The Dreamliner is the first plane in the world to use the lithium-ion batteries, which are lighter, hold more power and recharge more quickly, but have been known for years to be prone to overheating and even catching fire under a variety of conditions including over-charging, shock and short-circuiting.

Technologies do appear to exist that greatly reduce the volatility of the lithium-ion battery and, of course, the use of nickel cadmium is always an option, although it has a weight implication as larger battery packs are required to achieve the same storage. Not only that, but changes to the re-charging, monitoring and control systems would be required, which cumulatively make a move to NiCd very costly both for Boeing and the airlines operating the 787.

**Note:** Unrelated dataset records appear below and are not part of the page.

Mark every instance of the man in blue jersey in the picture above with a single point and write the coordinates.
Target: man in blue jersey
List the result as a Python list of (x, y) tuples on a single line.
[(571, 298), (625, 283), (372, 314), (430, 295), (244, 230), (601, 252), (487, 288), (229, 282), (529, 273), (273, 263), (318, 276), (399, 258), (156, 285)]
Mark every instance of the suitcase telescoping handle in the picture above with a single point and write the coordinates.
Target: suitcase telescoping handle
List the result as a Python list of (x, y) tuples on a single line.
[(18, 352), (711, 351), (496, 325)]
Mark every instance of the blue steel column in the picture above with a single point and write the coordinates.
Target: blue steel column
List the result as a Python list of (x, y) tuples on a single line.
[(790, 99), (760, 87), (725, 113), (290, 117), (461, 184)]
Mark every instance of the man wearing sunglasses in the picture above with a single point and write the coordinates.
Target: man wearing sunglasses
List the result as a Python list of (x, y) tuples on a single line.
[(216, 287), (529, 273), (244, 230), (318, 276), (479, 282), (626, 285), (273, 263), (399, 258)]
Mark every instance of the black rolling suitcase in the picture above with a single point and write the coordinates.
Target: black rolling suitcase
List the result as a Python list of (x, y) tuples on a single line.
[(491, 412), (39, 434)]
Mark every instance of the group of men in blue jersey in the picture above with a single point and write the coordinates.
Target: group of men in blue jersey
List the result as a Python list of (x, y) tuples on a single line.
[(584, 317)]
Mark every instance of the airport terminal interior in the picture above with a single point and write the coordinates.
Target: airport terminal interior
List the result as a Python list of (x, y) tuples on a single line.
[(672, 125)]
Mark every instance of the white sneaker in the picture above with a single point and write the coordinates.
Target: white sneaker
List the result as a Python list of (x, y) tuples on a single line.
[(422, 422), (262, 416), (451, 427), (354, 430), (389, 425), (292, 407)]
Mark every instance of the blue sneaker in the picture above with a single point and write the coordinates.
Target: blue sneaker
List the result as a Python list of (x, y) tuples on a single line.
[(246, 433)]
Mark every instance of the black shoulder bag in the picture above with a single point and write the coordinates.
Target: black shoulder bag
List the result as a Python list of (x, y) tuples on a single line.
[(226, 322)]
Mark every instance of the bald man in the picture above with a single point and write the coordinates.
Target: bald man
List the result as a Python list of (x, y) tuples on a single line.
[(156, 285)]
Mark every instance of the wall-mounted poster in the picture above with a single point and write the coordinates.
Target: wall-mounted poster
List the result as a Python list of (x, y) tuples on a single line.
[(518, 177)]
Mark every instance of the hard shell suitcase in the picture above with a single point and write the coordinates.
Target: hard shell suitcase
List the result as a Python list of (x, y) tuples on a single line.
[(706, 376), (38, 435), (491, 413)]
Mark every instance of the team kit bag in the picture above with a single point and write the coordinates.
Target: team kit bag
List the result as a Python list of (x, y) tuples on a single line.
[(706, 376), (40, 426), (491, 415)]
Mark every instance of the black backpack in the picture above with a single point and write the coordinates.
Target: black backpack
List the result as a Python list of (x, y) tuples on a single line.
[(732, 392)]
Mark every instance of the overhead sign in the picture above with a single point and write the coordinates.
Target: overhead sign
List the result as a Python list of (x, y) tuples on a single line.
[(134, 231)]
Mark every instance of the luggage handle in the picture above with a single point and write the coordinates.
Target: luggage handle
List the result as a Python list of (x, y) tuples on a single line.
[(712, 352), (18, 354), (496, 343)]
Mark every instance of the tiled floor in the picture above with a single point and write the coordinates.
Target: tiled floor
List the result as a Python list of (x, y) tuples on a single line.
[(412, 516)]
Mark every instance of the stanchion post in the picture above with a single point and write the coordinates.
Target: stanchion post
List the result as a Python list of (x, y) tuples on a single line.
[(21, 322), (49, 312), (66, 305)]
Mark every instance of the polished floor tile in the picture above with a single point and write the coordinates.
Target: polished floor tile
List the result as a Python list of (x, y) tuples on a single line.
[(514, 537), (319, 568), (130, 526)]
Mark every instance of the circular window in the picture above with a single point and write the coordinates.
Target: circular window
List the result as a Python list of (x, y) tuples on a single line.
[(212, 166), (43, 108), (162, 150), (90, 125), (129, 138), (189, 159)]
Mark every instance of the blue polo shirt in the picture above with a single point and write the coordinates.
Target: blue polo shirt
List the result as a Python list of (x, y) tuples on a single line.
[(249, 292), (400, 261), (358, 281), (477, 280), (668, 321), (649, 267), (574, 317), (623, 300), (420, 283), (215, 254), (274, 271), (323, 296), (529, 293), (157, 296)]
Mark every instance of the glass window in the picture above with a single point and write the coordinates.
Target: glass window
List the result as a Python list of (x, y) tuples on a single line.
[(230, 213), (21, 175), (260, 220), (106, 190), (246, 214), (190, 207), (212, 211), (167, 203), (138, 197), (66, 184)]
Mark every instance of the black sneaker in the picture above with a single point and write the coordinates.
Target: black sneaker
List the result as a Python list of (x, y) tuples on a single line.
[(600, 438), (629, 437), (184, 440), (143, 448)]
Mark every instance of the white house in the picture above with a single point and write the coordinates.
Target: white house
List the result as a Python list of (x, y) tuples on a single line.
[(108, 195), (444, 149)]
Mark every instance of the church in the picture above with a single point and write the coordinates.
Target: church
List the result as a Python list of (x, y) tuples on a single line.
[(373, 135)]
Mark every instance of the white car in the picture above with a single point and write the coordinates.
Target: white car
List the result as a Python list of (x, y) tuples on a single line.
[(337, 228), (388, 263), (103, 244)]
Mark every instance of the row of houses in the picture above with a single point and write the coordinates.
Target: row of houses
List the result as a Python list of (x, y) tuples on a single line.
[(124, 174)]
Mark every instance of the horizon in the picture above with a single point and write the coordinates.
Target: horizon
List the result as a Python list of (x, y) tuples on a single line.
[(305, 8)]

The problem will get solved, but judging by some of the blog traffic out there, many from an engineering background are questioning the use of these batteries in the first place – and what is viewed by some as the too-close relationship between the aircraft maker and the FAA leading to a less than 100% satisfactory solution from a safety point of view.

Comments (3)

  1. Brad Smith says:

    Because of the swelling of adjacent batteries observed in photos of the failed module, the conclusion is that the batteries were overcharged. Swelling of batteries can only occur if overcharged. Therefore, the problem is that one cell, that had a slightly lower capacity than the others, would be overcharged first, and overcharging causes a thermal runaway, thus the result witnessed. Why did the batteries get overcharged? Well it was not from active charging, because the batteries were not being charged, nor from a mis-designed BMS, instead the slightly higher voltage of the generator system used after the batteries were engaged to start the generator, effectively gave the batteries a “trickle charge”, which should never be done to lithium batteries, thus, over time, the batteries were overcharged from the accumulated trickle charge. The prevative solution thus becomes obvious and trivial.